TPE-Net: Track Point Extraction and Association Network for Rail Path Proposal Generation
Jungwon Kang, Mohammadjavad Ghorbanalivakili, Gunho Sohn, David Beach, Veronica Marin
TL;DR
This work introduces TPE-Net, an end-to-end track point extraction network for rail path proposal generation in autonomous trains. By jointly performing rail-area segmentation and regression to locate center points and left-right rail distances, it produces pixel-level triplets that are spatially clustered into track segments and then assembled into a path tree of all feasible ego-paths. The method achieves strong, real-time performance on RailSem19 with TP-rail pixel and path-level metrics around or above 0.92–0.95, while avoiding reliance on camera parameters or 3D data. Although state-of-the-art methods on private data may exceed these results, TPE-Net offers an end-to-end, geometry-free approach with practical applicability for real-time rail-path reasoning and risk assessment.
Abstract
One essential feature of an autonomous train is minimizing collision risks with third-party objects. To estimate the risk, the control system must identify topological information of all the rail routes ahead on which the train can possibly move, especially within merging or diverging rails. This way, the train can figure out the status of potential obstacles with respect to its route and hence, make a timely decision. Numerous studies have successfully extracted all rail tracks as a whole within forward-looking images without considering element instances. Still, some image-based methods have employed hard-coded prior knowledge of railway geometry on 3D data to associate left-right rails and generate rail route instances. However, we propose a rail path extraction pipeline in which left-right rail pixels of each rail route instance are extracted and associated through a fully convolutional encoder-decoder architecture called TPE-Net.

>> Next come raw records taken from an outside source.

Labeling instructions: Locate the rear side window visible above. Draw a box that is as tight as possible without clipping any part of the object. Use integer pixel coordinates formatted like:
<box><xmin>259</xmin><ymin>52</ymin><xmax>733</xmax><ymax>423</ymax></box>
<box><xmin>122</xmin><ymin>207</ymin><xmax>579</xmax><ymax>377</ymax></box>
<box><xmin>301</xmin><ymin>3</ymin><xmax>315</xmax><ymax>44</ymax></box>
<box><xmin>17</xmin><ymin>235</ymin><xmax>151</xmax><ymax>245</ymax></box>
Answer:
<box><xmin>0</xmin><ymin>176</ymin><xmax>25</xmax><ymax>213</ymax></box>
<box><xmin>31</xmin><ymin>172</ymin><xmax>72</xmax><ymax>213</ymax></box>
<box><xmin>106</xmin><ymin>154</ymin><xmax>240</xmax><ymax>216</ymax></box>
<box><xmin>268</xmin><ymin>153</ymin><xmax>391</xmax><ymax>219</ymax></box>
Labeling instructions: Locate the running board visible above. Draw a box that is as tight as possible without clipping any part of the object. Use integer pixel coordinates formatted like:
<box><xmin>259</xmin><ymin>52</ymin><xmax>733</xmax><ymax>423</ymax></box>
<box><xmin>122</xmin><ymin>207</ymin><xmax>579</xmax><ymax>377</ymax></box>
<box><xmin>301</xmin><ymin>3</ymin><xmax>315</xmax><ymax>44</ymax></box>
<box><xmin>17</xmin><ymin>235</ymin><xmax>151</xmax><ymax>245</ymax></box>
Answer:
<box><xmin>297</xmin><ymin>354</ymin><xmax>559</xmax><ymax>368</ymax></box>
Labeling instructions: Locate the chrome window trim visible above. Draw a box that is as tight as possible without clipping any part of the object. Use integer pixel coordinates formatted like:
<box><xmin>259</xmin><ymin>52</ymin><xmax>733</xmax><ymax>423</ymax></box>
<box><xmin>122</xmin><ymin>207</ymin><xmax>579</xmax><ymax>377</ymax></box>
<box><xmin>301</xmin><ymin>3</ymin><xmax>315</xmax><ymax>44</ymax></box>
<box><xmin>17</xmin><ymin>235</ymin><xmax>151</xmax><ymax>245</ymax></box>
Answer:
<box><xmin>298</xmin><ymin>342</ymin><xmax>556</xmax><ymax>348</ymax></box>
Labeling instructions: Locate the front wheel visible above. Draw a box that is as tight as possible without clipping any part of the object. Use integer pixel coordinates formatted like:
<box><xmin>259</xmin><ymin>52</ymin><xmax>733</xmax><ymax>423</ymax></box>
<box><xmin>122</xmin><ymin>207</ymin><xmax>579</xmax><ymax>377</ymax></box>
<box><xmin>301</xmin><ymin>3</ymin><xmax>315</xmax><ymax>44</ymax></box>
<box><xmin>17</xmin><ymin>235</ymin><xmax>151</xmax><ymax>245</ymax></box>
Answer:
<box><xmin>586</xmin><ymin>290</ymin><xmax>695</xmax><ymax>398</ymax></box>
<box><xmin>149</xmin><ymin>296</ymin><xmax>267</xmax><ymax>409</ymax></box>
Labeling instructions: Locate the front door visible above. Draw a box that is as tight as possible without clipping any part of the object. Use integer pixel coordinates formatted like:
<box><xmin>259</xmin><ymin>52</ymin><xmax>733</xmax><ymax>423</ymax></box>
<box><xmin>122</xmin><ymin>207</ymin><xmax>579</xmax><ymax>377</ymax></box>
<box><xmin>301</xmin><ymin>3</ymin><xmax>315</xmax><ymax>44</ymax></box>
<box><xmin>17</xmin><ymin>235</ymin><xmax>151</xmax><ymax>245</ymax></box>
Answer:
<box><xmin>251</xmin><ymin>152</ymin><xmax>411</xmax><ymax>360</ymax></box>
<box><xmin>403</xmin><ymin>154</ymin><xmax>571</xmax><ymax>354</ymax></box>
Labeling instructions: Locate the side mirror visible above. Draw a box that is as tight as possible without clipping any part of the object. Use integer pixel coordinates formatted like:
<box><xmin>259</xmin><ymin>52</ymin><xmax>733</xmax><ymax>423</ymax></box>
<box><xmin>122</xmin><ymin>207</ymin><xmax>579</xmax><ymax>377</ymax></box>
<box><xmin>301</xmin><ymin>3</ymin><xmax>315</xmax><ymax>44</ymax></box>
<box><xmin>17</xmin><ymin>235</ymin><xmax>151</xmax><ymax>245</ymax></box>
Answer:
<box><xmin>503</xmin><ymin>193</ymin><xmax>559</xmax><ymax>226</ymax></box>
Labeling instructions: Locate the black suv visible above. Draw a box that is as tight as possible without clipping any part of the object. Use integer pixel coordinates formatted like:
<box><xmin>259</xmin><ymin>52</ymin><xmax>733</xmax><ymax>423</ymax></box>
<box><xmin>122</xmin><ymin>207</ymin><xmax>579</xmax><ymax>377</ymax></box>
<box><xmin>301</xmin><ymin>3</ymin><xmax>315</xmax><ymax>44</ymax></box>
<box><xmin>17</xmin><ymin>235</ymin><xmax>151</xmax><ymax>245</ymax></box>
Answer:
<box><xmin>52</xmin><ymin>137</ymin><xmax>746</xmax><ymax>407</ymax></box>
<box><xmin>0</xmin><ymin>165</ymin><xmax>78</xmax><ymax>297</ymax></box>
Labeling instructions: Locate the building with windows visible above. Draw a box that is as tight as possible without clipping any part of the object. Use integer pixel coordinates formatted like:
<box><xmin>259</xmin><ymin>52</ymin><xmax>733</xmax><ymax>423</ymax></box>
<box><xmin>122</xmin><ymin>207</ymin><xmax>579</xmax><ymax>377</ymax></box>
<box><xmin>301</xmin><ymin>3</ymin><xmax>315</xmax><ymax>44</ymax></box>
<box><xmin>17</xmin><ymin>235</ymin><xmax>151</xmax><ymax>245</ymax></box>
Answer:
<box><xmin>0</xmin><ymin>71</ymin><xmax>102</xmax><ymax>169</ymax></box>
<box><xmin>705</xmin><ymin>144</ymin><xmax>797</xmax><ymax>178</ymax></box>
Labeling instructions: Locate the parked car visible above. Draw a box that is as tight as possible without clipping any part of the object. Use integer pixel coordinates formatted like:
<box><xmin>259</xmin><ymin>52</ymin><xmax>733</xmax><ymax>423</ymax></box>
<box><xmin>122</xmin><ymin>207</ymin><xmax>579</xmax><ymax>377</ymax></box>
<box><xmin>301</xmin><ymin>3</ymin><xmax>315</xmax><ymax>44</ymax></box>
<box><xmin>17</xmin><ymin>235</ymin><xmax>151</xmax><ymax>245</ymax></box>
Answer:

Two different regression branches for TPE-Net are proposed to regress the locations of center points of each rail route, along with their corresponding left-right pixels. Extracted rail pixels are then spatially clustered to generate topological information of all the possible train routes (ego-paths), discarding non-ego-path ones. Experimental results on a challenging, publicly released benchmark show true-positive-pixel level average precision and recall of 0.9207 and 0.8721, respectively, at about 12 frames per second. Even though our evaluation results are not higher than the SOTA, the proposed regression pipeline performs remarkably in extracting the correspondences by looking once at the image. It generates strong rail route hypotheses without reliance on camera parameters, 3D data, and geometrical constraints.